La distanza dal server e il percorso seguito dai dati possono influenzare il risultato. Un server sovraccarico o un instradamento meno efficiente può mostrare valori inferiori rispetto a un altro server, senza indicare necessariamente un guasto nella linea. Per questo è utile ripetere la prova con server diversi, quando il servizio lo consente.

Limiti del dispositivo o del browser

Un computer datato, una scheda di rete non adatta, driver obsoleti o un browser sovraccarico possono impedire di raggiungere la velocità prevista. Processi in esecuzione, software di sicurezza e VPN possono aggiungere elaborazione o instradare il traffico attraverso server più lontani.

Modem router non aggiornato o configurato male

Firmware obsoleto, cavi danneggiati, porte con capacità limitata o impostazioni non corrette possono ridurre le prestazioni. Un modem router fornito dall’operatore può inoltre avere caratteristiche diverse da quelle necessarie per sfruttare una connessione in fibra, via cavo o DSL.

Problemi sulla linea dell’operatore

Un guasto, un degrado del segnale, un problema sulla rete di accesso o la congestione dell’ISP possono causare velocità basse anche con un collegamento Ethernet. Nelle linee DSL la distanza dalla centrale e la qualità del doppino hanno un impatto significativo; nelle connessioni in fibra o via cavo possono incidere apparati e segmenti condivisi della rete.

Come capire da dove arriva il problema

  1. Collega il computer al modem router con un cavo Ethernet funzionante.
  2. Chiudi streaming, VPN, download e applicazioni che usano la rete.
  3. Riavvia il modem router e attendi che la connessione sia nuovamente attiva.
  4. Esegui più test in orari diversi, usando se possibile server differenti.
  5. Confronta download, upload, latenza, jitter e perdita di pacchetti con le condizioni previste dal contratto.

Se via Ethernet il risultato è buono ma via Wi-Fi è basso, la causa è probabilmente nella rete wireless o nella posizione del router. Se i valori restano bassi su più dispositivi e in diversi orari, è più plausibile un problema del modem, della linea o dell’operatore.

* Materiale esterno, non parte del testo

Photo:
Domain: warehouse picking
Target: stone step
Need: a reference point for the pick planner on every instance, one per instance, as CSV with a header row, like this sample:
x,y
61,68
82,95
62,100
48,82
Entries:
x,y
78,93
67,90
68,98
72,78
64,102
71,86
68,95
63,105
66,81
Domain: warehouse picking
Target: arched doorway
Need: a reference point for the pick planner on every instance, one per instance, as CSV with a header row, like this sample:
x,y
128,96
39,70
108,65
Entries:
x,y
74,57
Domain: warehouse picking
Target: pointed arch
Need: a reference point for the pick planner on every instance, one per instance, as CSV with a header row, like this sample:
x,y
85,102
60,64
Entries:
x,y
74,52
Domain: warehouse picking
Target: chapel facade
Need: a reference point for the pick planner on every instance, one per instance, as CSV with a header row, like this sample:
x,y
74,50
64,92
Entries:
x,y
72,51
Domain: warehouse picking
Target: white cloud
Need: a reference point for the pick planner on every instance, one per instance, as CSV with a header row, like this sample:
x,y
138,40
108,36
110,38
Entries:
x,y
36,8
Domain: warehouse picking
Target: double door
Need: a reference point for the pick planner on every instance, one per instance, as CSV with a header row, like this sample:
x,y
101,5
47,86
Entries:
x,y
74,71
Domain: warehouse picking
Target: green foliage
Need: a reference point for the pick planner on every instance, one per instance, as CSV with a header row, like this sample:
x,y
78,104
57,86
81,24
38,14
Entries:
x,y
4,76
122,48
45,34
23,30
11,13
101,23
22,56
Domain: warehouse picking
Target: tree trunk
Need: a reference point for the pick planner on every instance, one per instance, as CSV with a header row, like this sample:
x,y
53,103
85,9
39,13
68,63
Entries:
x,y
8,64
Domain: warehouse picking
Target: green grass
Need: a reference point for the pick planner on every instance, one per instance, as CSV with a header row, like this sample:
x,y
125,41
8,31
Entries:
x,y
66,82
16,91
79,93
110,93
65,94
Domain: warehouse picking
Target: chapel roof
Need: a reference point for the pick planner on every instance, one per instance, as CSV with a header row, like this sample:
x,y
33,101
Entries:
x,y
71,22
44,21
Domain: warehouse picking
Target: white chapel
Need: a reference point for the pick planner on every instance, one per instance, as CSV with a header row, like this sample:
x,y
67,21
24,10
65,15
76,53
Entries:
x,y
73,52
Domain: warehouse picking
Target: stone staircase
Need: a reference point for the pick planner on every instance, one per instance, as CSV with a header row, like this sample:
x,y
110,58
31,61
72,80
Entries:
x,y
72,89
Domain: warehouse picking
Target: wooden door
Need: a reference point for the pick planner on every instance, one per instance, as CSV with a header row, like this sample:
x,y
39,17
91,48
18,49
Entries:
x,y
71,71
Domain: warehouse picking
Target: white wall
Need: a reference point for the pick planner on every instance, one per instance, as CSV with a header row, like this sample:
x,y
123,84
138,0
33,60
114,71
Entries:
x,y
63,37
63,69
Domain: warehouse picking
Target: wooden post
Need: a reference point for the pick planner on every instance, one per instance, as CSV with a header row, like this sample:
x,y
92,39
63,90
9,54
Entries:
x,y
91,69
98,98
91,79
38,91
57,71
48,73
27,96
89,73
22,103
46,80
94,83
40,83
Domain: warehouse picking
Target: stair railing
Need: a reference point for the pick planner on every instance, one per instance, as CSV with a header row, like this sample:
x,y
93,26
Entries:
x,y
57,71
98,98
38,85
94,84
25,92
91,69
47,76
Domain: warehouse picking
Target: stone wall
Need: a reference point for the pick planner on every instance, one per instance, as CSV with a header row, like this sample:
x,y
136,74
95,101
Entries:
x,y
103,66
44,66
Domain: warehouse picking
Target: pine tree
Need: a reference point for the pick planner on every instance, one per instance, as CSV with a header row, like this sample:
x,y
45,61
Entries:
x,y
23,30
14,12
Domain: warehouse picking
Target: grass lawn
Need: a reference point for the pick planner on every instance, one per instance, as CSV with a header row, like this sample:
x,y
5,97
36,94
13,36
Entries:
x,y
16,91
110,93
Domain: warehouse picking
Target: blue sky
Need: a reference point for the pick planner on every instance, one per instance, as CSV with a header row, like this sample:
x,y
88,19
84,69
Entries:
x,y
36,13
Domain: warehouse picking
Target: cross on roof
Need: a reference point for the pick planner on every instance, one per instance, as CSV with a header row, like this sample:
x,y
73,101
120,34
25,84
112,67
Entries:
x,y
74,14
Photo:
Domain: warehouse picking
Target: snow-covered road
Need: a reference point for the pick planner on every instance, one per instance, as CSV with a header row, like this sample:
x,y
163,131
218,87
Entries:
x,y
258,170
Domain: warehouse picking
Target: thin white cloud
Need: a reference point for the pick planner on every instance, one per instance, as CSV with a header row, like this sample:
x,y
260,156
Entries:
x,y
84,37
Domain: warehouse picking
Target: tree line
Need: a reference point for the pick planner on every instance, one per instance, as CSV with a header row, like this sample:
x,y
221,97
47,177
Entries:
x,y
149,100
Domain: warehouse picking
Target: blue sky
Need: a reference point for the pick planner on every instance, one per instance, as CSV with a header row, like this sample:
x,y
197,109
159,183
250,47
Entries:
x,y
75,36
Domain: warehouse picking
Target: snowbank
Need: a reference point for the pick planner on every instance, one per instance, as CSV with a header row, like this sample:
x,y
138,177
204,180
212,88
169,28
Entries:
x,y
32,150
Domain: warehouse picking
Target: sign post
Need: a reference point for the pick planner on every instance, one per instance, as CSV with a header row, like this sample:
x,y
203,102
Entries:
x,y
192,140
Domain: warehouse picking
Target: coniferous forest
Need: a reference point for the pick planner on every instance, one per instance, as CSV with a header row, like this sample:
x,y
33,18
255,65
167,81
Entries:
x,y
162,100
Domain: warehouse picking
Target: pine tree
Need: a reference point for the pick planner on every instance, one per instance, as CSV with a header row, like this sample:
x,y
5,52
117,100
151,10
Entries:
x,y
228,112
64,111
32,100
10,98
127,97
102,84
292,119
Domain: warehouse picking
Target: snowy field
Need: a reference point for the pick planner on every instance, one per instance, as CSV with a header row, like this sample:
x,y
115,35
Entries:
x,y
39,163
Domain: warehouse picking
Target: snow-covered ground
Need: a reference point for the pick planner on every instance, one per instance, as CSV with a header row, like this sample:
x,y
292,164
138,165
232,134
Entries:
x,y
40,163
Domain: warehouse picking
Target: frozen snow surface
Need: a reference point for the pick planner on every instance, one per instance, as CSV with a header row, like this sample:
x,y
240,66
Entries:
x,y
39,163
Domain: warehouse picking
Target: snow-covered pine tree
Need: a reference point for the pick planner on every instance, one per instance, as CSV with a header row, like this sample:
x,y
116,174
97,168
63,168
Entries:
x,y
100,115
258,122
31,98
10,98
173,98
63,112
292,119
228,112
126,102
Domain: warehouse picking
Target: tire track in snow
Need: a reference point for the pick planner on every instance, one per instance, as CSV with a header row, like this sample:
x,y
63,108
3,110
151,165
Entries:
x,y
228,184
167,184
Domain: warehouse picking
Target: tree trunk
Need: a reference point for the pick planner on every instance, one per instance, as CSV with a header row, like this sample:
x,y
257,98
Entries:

Come ottimizzare il risultato e la connessione

  • Posiziona il modem router in un punto centrale, rialzato e lontano da ostacoli e fonti di interferenza.
  • Usa la banda a 5 GHz quando il dispositivo è vicino al router e la banda a 2,4 GHz quando serve maggiore copertura.
  • Preferisci Ethernet per il test e per dispositivi che richiedono stabilità.
  • Aggiorna firmware del router, sistema operativo e driver della scheda di rete.
  • Controlla i dispositivi connessi e limita sincronizzazioni o download durante la misurazione.
  • Ripeti il test in condizioni uniformi prima di contattare l’ISP.

Quando contattare l’operatore internet

Contatta l’ISP se la velocità è costantemente bassa anche via Ethernet, se compaiono disconnessioni frequenti o se il test evidenzia latenza, jitter o perdita di pacchetti elevati. Fornisci data e ora delle prove, dispositivo utilizzato, tipo di collegamento e risultati registrati. Queste informazioni aiutano l’operatore a distinguere un problema domestico da un’anomalia sulla rete.

Il test di velocità è quindi uno strumento diagnostico, non una garanzia di prestazione identica in ogni momento. Per una valutazione affidabile occorre confrontare più misurazioni con la tecnologia della linea, l’offerta sottoscritta e le condizioni reali della rete.